Si tratta del ribasso più significativo in termini assoluti da inizio 2026, e porta la difficulty vicino ai minimi annuali. Per i miner — i partecipanti che validano le transazioni e producono nuovi blocchi — questo significa che la competizione si è allentata: stessa macchina, più bitcoin guadagnati statisticamente.
Cos’è la Difficulty e Perché Cambia Ogni Due Settimane
La difficulty (difficoltà di mining) è il parametro che regola quanto sia complesso per un computer trovare il blocco valido successivo sulla blockchain di Bitcoin. Il protocollo si autoregola ogni 2.016 blocchi — circa due settimane — confrontando il tempo effettivo impiegato rispetto al target teorico di 10 minuti per blocco.
- Se i blocchi arrivano troppo in fretta: la difficulty aumenta, perché troppi miner competono.
- Se i blocchi arrivano troppo lentamente: la difficulty scende, perché meno potenza computazionale è attiva in rete.
Questo meccanismo — chiamato difficulty adjustment — è una delle architetture più robuste del design originale di Bitcoin: garantisce la produzione regolare di blocchi qualunque sia la potenza computazionale connessa alla rete in un dato momento.

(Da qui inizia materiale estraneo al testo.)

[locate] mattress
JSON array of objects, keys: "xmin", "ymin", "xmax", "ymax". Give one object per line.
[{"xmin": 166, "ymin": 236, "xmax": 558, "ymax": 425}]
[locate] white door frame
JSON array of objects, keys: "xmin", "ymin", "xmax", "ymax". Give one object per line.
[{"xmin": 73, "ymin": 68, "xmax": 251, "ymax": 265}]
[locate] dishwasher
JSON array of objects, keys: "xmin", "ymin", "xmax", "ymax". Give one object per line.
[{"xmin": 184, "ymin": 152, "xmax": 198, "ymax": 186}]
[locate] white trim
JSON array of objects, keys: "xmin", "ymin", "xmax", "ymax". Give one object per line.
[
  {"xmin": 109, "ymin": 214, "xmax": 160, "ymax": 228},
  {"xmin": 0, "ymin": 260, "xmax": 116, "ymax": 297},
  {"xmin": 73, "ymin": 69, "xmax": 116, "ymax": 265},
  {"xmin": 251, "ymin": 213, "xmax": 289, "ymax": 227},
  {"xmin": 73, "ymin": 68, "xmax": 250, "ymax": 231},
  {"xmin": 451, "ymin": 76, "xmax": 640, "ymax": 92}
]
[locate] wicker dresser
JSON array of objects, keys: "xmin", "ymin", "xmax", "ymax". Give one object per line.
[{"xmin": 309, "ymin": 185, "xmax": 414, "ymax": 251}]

Perché la Difficulty Sta Scendendo: Meno Hashrate in Rete
Un calo del 5% in un singolo aggiustamento indica che l’hashrate medio della rete è diminuito rispetto alle due settimane precedenti. Le ragioni principali di questa contrazione sono tre.
Prima, le condizioni economiche dei miner: con Bitcoin intorno ai $60.000–$65.000 al momento della stesura, i miner con costi operativi elevati tendono a ridurre o spegnere parte delle macchine per contenere le perdite. Seconda, la stagionalità energetica: in estate, in alcune regioni del Nord America, i prezzi dell’elettricità salgono erodendo i margini. Terza, l’effetto post-halving: dal halving di aprile 2024, la ricompensa per blocco è scesa a 3,125 BTC, e i miner meno efficienti continuano progressivamente a uscire dalla competizione.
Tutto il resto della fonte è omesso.